So, I really would like to talk this out... Keep in mind that I'm not trying to make excuses, I'm just explaining my thought process.
So, like the title says, I hit a cat while driving, yesterday. I was on my way to work, and it jumped out of nowhere before I had time to stop. I swerved, but I definitely felt the tires go over it. It was on a busy street, and I panicked. I stopped and checked in my mirror to see if it was moving, but someone had pulled up behind me and stopped their car to check on the cat. Here's where I messed up. I know I SHOULD have gotten out of the car, checked for tags, called a vet, SOMETHING, but I got really scared. I've dealt with a lot of abuse (mostly verbal), and I am absolutely terrified of conflict. If that person hadn't stopped, I would have gotten out, but the fact that someone else was there made me really nervous... So I kept driving. And I feel like the WORST person in the world. I mean, I know that's an exaggeration, but it's how I feel. I can't believe myself! I've stopped traffic to move a dumb bird out of the road for goodness sake, but I can't stop for a cat that I hit?! Of course, there was also the fact that I was late for work, which I won't lie about. They just lost a few employees and I KNOW my boss is on a short fuse, and like I said, I was really scared. I came back by after my shift to see if the cat had been moved, or if any of the houses still had their lights on so I could try and find the owner, but the cat was gone and all the houses were dark. I have no idea what to do.
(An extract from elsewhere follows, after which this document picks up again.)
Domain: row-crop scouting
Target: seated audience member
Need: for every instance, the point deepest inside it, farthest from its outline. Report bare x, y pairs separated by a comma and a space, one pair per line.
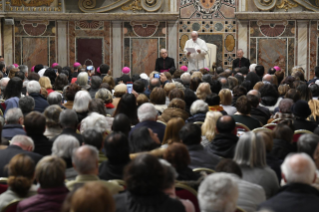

I know I can't blame myself for hitting the cat. There was literally nothing I could have done to change that. I'm more upset with the fact that I didn't get out of my car. I'm the jerk everyone talks about who can't even stop after hitting an animal. I'm that person.
I'm hoping that the poor thing died on impact, and that it was a stray... I know that might sound terrible, but I just can't imagine losing one of my own cats that way. Of course, I'd probably be blaming myself for letting them roam around by a busy street, but a hit and run, regardless of what you've hit, is unacceptable and I don't know how to fix this.
This isn't one of those situations where I can hold on to the fact that I did everything I could, because I didn't.
Has this happened to any of you guys? I mean, have you ever had a similar experience?
Ugh. I just wish I could go back in time and do this whole thing differently.